Te Runanganui o Ngāti Porou Chairman, Selwyn Parata said, “If Ngāti Porou believes that our language is a taonga, which I believe they do, then we need to front-up and take responsibility for the care, use and retention of our reo”.
“Given the decline in fluency and the numbers of Ngāti Porou speaking to tatau reo (our language) we need to move immediately, we cannot afford to wait another year. And we certainly should not be expecting or waiting for the Government, the Taura Whiri or anyone else to lead the way”.
“That is not to say that they don’t have a role, they do, but it is one of support and co-investment not control and ownership,” he said.
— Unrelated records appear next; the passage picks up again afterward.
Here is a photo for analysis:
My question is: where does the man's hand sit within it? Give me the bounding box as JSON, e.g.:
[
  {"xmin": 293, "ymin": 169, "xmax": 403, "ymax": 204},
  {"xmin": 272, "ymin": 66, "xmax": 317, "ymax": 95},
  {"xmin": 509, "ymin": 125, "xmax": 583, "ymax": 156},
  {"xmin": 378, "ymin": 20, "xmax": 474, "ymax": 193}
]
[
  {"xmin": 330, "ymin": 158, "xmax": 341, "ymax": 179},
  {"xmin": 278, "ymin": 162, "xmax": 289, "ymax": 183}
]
The Runanganui recently endorsed a Ngāti Porou Reo Strategy, commissioned by Toitu Ngāti Porou, its cultural development arm.
“We had a number of reo strategies developed over the years and despite good intentions they all ended up gathering dust,” said Mr Parata. “This time we thought ‘ka whai huruhuru te manu ka rere’ – ‘the bird needs feathers if it is going to fly’, in other words we need to resource the strategy.”
The Runanganui sought a special dividend from their commercial development arm, Ngati Porou Holding Company, and this will be provided to Toitu Ngāti Porou to implement the strategy.
“The Ngāti Porou Reo Strategy is a blue-print for our whānau, hapū and iwi to reclaim our reo, to increase the numbers of Ngāti Porou whānau speaking their reo and promote and encourage intergenerational transmission in the home,” said Amohaere Houkamau, Toitu Ngāti Porou Chairperson.
“It provides for the establishment and maintenance of multi-platforms to enable and support reo speakers at various points in their reclamation journey, including the development of ‘apps’, total immersion wānanga, recruitment of Pakeke, young parents and Rangatahi reo champions and supporting the many reo initiatives that are already happening at home.”
“We presented the reo strategy to sixty Ngāti Porou reo enthusiasts at the Porou Ariki Reo Wānanga, held at Rāhui Marae in Tikitiki last weekend”, said Ms Houkamau, “to check out their response which was overwhelmingly enthusiastic, although people said it’s easy to write a strategy it’s another thing to action it”.
The Porou Ariki Reo Wānanga, are quarterly total immersion forums, jointly organised by the Runanganui, Te Kura Kaupapa Māori o te Waiu o Ngāti Porou, Te Kura Kaupapa o Kawakawa mai Tawhiti and local marae and hapū.
“The Porou Ariki Reo Wānanga are a good example of what Ngāti Porou is currently doing to promote the use of their reo,” said Ms Houkamau. “The wānanga are open to all Ngāti Porou members, with equal numbers of Nati’s living at home and Nati’s living away from home attending. We have Ngāti Porou teachers coming to the reo Wānanga as part of their professional development, University and secondary school students coming to strengthen their reo and extend their vocabulary and fluent speakers coming to share their knowledge.”
“The Porou Ariki Wānanga are also a good example of the old adage, ‘Na tou rourou me taku rourou, ka ora ai te iwi’, in other words they are self-sufficient”, said Selwyn Parata, “which is important in terms of sustainability. Everyone attending pay’s an Apirana Ngata – a $50 note, our farms supply the meat, our fisheries company supplies the Kaimoana (seafood) and the Iwi Kāinga, the home people provide the ‘Kai o te Rangatira’- the food of chiefs, the kōrero. The local marae and hapū sets the programme organises the speakers and the reo revitalisation activities.”
The next step in the Ngāti Porou Reo Strategy will be a Ngāti Porou Hui a Iwi on the strategy to seek feedback and endorsement from the iwi prior to finalising the implementation plan and budget.